One feature table for training and scoring

Technology, Data Integration
If training and production scoring use different column logic, the model’s inputs quietly drift. Here is why one shared feature build beats ad-hoc spreadsheets for serious ML.

A model only sees numbers you feed it. If those numbers are built one way in a notebook and another way in the weekly scoring job, you do not have “the same model”—you have two pipelines that happened to share a file name. That mismatch is one of the most common sources of silent quality loss after a model ships.

Why ad-hoc feature logic breaks trust

Spreadsheets and one-off scripts are fast for exploration. They are also hard to diff: someone adds a column, rounds differently, or filters rows in scoring but not in training. The model still “runs.” The business only notices when predictions feel wrong and nobody can explain which step diverged.

Why shared definitions matter

Features are not just column names—they are rules: how you handle nulls, caps, date math, joins, and category encoding. When those rules live in one place and compile into a single table (or artefact) that both training and scoring consume, you remove a whole class of arguments. Either the build passes validation or it fails loudly before anyone trusts the output.

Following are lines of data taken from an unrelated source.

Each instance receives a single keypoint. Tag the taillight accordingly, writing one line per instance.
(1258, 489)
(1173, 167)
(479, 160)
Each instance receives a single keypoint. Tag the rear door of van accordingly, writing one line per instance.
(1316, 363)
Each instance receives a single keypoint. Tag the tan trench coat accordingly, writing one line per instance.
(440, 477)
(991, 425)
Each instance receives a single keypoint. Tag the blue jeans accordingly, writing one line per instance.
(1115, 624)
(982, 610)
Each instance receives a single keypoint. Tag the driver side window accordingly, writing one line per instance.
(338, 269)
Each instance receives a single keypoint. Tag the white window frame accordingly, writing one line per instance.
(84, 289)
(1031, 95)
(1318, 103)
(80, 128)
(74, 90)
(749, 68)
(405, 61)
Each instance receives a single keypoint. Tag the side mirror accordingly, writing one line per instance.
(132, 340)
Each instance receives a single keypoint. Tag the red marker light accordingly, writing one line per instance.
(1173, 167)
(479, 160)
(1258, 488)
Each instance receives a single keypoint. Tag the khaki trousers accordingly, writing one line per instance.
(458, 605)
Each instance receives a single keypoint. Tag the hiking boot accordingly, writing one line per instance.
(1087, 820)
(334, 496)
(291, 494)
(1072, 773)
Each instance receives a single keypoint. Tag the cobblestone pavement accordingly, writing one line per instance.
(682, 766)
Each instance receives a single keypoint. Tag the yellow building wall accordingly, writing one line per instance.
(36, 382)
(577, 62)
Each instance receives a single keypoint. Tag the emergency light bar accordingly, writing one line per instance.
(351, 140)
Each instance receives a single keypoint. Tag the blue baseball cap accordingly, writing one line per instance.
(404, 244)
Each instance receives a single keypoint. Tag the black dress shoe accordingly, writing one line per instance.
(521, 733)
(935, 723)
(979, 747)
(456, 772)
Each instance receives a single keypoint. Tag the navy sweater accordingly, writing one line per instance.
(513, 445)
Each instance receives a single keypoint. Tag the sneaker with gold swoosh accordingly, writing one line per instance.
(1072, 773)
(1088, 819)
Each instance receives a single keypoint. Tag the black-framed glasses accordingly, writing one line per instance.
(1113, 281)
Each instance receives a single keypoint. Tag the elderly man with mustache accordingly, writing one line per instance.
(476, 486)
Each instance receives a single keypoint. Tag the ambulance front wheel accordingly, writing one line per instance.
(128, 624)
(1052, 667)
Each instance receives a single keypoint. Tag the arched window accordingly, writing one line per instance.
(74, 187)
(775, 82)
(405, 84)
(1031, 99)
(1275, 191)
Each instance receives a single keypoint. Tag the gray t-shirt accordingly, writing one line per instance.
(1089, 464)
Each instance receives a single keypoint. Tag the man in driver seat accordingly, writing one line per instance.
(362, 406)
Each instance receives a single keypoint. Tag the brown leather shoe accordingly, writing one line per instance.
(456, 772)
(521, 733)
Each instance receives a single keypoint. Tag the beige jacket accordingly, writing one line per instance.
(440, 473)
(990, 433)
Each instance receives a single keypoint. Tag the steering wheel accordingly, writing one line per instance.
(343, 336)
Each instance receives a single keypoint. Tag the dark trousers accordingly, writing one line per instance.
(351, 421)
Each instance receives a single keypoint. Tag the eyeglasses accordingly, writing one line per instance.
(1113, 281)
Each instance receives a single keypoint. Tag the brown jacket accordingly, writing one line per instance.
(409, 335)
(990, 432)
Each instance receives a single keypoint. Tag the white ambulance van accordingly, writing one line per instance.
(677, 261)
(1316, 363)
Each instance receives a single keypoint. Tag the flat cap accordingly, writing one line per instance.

What a minimal compile step gives you

You do not need a vendor platform to get value. A batch compile step can mean: read raw extracts, apply a versioned definition list, write a deterministic feature table, and validate schema and sanity checks. Training reads that table. Scoring runs the same compile on fresh raw data and feeds the model. The “contract” is the built artefact, not tribal knowledge in three notebooks.

Reducing train–score mismatch

When something breaks, you compare inputs to the same transform code path, not “Sarah’s Excel” versus “the Python job.” Drift you see in monitoring is easier to interpret because the feature layer is stable; what changed is usually data or the model, not a hidden formula edit.

This is the same idea behind the feature-store-style project on Portfolio: a small, explicit registry and a batch build that training and scoring both read—without pretending to be an enterprise product. On Services, I scope similar work when teams need one honest handover for how features are defined and rebuilt each run.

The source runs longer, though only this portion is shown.